Maria, Türkiye'ye gelir. Mehmet'i bulur. Ama Mehmet, Maria'nın müslüman olmasına pek sevinmemiştir. O laik, modern, çağdaş bir insandır.


Maria, Mehmet'in bu tavrına bozulur. Evine geri döner. Abdülvahap ile birbirlerine aşık olurlar.


Atatürk'ü yerden yere vuran, ''Din elden gidiyor'' mesajı veren, öyküsü ve dili de bokum gibi olan çok basit bir kitap.
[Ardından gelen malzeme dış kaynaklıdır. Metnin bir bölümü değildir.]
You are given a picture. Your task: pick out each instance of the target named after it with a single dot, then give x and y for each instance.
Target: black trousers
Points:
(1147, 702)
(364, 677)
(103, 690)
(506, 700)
Böyle dini kaygılarla yazılan kitaplar genelde edebi bir kaygı gütmüyor, mesajı vereyim gideyim havası taşıyor. Halit Ertuğrul'un kitaplarından biliyorum. Orada da dinle alakası olmayan biri vardır. Bir de dini bilen, tanıyan biri vardır. Birbirleriyle tanışırlar. Sonra o dini bilmeyen dindar olur. Hop, mutlu son.


Ve bu iki yazar da kendilerine gelen mektuplardan yararlanarak kitaplarını yazarlar. Ne kolay iş.


KÜÇÜK ERKEK


KÜÇÜK ERKEK


Yazarı: Kemalettin Tuğcu


Yayınevi: Damla Yayınevi


Basım Yılı:5. Baskı- 1999


Sayfa Sayısı:80



Bu yaşta Kemalettin Tuğcu kitabı okudum. Ehe :)


Kemalettin Tuğcu'yu sadece isim olarak bilirdim. Bir de bazı trajik olaylarda ''Kemalettin Tuğcu öyküsü gibi'' denildiğini biliyorum. Ama hiçbir kitabını okumamıştım küçükken. Okumamak da iyiymiş. Çok trajik, çok dramatik yahu.


Bu kitapta bahsedilen küçük erkek Cemal'dir. Cemal, annesiyle küçük bir barakada yaşayan, daha doğrusu yaşamaya çalışan, yaşlı ve hasta annesiyle kendisini geçindirmek için lokantalarda çalışan, yemek artıklarıyla beslenen bir çocuktur.


Babası öldükten sonra hayatta bir başına kalan Coşkun adlı çocuğu, parkta kara kara düşünürken bulan Cemal, onu evine misafir eder.


Bu noktadan sonra birbirlerine yardımcı olmaya çalışarak hayatlarını sürdürürler. Coşkun, babasının kendisine bıraktığı parayı ve de Cemal ve annesinin işgal edilen arsasını kurtarmanın peşindedir.


Beklediğim kadar acıklı bir öykü değildi. Daha ağlamaklı bir öykü bekliyordum Kemalettin Tuğcu'dan. Belki diğer kitaplarında öyledir. Okumaya devam edeceğim. Zaten çocuk öyküsü olduğu için hepsi 60-70 sayfa birşey. Hap gibi bitiyor.